Software-defined, hyper converged and cloud storage are the fast becoming the widely accepted norms of the IT space and according to Data Core, while hyper converged is making inroads, organizations are struggling while software-defined storage is seeing a greater number of use cases.

Although Data Core's primary business line is through software-defined the study conducted by them polled 400 IT professionals who were using or evaluating software-defined storage, hyper converged and cloud storage, and found plenty of interesting statistics to consider.

While 60% felt that automating frequent or complex storage operations was a key business driver for implementing these storage technologies overall, 56% voted for simple storage management and another 56% pitched in for extended life of existing storage assets.

Performance was the key driver for hyper converged, whereas automation and reduced complexity was for software-defined storage. Public cloud, failed in terms of delivering higher performance, in turn falling out of the considered choices.

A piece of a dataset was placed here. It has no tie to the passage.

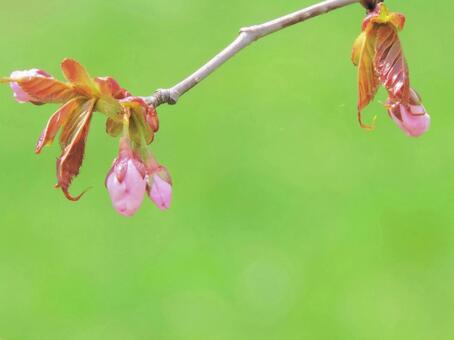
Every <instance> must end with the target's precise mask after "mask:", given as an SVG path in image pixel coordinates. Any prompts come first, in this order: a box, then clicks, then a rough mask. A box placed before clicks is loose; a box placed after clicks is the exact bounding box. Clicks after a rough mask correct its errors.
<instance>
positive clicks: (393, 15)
mask: <svg viewBox="0 0 454 340" xmlns="http://www.w3.org/2000/svg"><path fill="white" fill-rule="evenodd" d="M361 3H362V4H363V5H364V6H365V7H366V8H368V9H369V13H368V15H367V17H366V18H365V19H364V21H363V25H362V33H361V35H360V36H359V37H358V38H357V40H356V41H355V44H354V46H353V54H352V61H353V63H354V64H355V65H356V66H357V67H358V83H359V84H358V90H359V100H358V118H359V122H360V124H361V126H363V127H365V128H371V127H370V126H368V125H365V124H363V122H362V115H361V114H362V110H363V109H364V108H365V107H366V106H367V105H368V104H369V103H370V102H371V101H372V100H373V98H374V97H375V94H376V93H377V90H378V88H379V86H380V84H381V85H383V86H384V87H385V88H386V90H387V91H388V100H387V103H386V108H387V109H388V113H389V115H390V116H391V118H392V119H393V120H394V121H395V122H396V124H397V125H398V126H399V127H400V128H401V129H402V130H403V131H404V132H405V133H406V134H407V135H408V136H411V137H418V136H420V135H422V134H424V133H425V132H426V131H427V130H428V129H429V126H430V116H429V115H428V114H427V112H426V109H425V108H424V106H423V105H422V102H421V98H420V97H419V95H418V94H417V93H416V91H415V90H414V89H413V88H411V87H410V79H409V72H408V66H407V61H406V60H405V57H404V54H403V51H402V46H401V44H400V40H399V36H398V32H399V31H401V30H402V29H403V28H404V25H405V17H404V16H403V15H402V14H399V13H393V12H389V11H388V9H387V8H386V6H385V4H384V3H382V2H381V1H374V0H364V1H361Z"/></svg>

Business continuity and data protection were the primary capabilities expected from storage infrastructure by 74% of those polled.

hyper converged and software-defined storage diagram
hyper converged and software-defined storage diagram

37% participants had standardized on software-defined storage than other technologies. All-flash array was the next most popular having 29% of the votes much ahead of HCI which bagged 21%, hybrid getting 18%, public with 17% and containers receiving the least number of votes by 10%. All-flash however got plenty of votes when it came to future deployment – one in three respondents said they were strongly considering it but had yet to deploy. 42% of those polled said they had no interest in public clouds and containers respectively due to lack of sufficient storage tools or data management services, a slowdown in application response time and a lack of persistent storage for key applications.

Software-defined storage was considered a useful tool with regards to vendor lock-in within storage by 42% of those polled. With hyper-converged, the key concerns were lack of integration, lack of scale and price – the study recommends what it calls ‘hybrid-converged’ technology, which amounts to being able to deploy various storage options from a unified management plane.